Marietta Cambareri

As news outlets cover immigration, legal and illegal, and the plight of refugees taking to the waters of the world, personal stories of sacrifice may get lost. Yet as the grandchild of immigrants from Italy, I have followed how boatloads of migrants to Sicily and Greece are taken in, even when these hosts are in financial and social crisis themselves. This piece recalls a very different story—of Holocaust survivors seeking to dock in British Palestine for a new homeland—embodied in this ecstatic figure praying before a menorah composed of outstretched arms and hands. Here the artist, Jacques Lipchitz, describes the political and personal tragedy leading to his transcendent creation:

“In 1947, a shipload of Jewish immigrants came from Europe to Palestine. At that time the British held a mandate over Palestine, and they refused to allow the Jews to disembark.
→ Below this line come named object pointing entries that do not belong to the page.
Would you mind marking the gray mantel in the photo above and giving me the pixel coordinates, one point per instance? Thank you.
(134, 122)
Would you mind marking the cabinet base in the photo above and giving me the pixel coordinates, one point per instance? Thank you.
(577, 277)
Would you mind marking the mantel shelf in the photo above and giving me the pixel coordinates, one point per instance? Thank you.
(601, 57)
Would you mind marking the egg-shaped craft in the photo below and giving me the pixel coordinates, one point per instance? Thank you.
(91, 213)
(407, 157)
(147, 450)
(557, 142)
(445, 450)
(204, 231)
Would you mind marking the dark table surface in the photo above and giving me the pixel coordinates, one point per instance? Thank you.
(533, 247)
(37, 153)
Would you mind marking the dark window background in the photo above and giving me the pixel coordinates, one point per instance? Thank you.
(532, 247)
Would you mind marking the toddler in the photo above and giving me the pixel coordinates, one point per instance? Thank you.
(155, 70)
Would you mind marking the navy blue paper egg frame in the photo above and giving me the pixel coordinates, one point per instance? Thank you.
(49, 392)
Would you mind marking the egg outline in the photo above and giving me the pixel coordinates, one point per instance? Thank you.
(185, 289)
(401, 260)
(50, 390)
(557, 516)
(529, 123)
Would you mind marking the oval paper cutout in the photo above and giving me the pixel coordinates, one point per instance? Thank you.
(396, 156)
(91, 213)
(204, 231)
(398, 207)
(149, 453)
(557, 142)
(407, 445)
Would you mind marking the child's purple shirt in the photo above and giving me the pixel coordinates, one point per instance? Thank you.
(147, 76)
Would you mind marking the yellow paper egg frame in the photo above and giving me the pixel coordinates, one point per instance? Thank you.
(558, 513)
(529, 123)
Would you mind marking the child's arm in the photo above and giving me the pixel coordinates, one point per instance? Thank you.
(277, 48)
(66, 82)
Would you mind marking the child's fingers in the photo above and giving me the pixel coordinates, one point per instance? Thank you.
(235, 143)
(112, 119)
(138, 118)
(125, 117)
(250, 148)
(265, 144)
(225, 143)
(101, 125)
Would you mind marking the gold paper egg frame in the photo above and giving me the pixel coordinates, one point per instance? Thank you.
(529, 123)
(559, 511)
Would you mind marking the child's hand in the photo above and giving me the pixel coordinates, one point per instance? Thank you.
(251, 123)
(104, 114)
The ship, which was named Exodus, was forced to go from port to port, and no one would permit it to dock. It was a terrible event, one that made me sick with anger and despair. There were many prayers and fasts among Jews for the safety of this ship, and I also fasted. It was during my fast that the idea for this sculpture appeared. I was certain that Israel would ultimately become a state, and the sculpture was in effect the birth of this new state of Israel…”

Author

Marietta Cambareri is senior curator of European Sculpture and Jetskalina H. Phillips Curator of Judaica.